Den oben dargestellten Verfeinerungen der Analyse kann man unmöglich innerhalb eines Buches gerecht werden. Es wäre eine bedeutende Aufgabe für einen Lehrstuhl an der BYU. Er wäre Jahre lang damit ausgelastet. Umso wertvoller ist die vorliegende Übersicht über die möglichen Problemstellungen und -lösungen, die Graumann allgemein verständlich für ein breiteres HLT-Publikum anbietet.

Mit obigen Überzeugungen kirchenintern zu publizieren erfordert schon ein beträchtliches Maß an Mut. Mir ist außer Widtsoe momentan kein Autor bekannt, der diesen Mut aufgebracht hätte.

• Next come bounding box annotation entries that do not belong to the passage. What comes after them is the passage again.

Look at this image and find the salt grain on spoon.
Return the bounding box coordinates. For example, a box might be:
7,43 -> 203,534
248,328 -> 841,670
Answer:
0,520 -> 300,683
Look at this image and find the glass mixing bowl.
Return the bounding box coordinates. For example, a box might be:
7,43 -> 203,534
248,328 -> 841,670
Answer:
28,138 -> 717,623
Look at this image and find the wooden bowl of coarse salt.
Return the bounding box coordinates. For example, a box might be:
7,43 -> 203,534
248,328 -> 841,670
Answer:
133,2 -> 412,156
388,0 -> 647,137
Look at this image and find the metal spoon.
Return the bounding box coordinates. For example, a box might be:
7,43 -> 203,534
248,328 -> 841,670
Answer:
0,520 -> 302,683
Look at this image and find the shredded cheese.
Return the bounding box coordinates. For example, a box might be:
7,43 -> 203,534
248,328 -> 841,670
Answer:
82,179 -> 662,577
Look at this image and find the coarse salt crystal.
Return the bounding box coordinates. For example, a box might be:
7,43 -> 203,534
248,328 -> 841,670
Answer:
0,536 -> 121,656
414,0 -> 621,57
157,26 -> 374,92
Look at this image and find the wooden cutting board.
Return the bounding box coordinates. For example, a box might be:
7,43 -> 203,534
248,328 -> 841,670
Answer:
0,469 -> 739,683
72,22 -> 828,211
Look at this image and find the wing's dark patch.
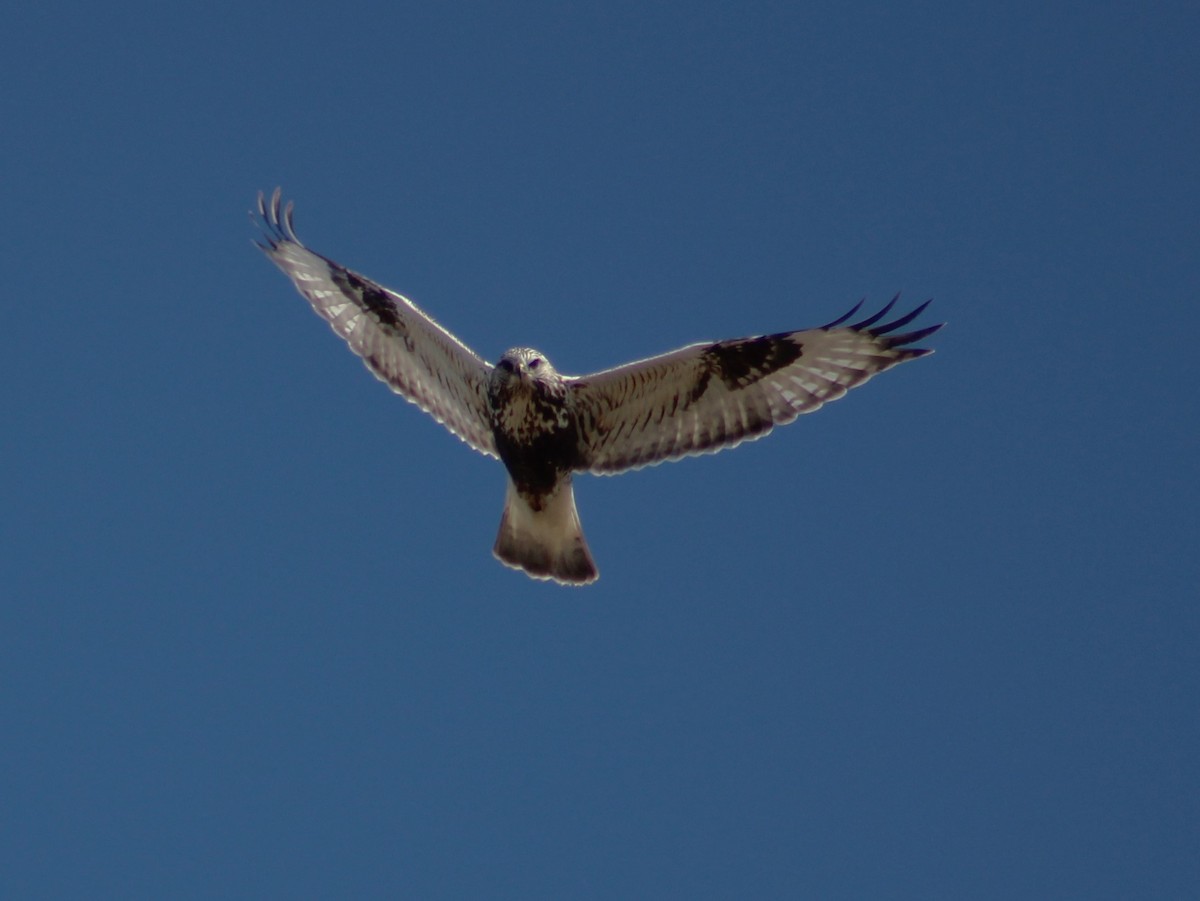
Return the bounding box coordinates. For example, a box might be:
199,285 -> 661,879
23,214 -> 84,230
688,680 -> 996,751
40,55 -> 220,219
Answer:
694,332 -> 804,388
329,265 -> 412,350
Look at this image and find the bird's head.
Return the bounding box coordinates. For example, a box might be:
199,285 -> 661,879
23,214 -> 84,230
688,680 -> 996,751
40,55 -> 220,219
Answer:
492,347 -> 559,385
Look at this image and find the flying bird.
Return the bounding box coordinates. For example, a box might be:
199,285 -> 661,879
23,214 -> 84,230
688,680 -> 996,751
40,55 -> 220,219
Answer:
258,188 -> 942,585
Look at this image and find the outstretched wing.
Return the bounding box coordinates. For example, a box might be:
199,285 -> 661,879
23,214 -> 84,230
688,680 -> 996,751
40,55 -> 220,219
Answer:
570,295 -> 942,474
258,188 -> 497,457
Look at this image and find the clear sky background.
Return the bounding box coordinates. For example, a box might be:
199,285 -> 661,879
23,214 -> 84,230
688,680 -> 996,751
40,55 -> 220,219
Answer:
0,0 -> 1200,899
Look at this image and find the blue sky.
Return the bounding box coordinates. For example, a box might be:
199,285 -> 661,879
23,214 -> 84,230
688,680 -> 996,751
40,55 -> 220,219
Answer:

Das Buch ist ein außerordentlich wertvoller Beitrag zur HLT-Kultur im deutschsprachigen Raum. Wir danken LDSBOOKS&N für den Mut zu dieser auch optisch aufwendigen Publikation. Wir hatten sie von Anfang an auf unserer Plattform www.omega-media.net unterstützt und vertiefen jetzt die Diskussion wie geplant durch bis jetzt drei Kommentare. Weitere Kommentare sind willkommen, zumal inzwischen mehrere Vorträge bzw. Zoom-Meetings mit Rainer Graumann auf ein erhebliches Interesse gestoßen sind.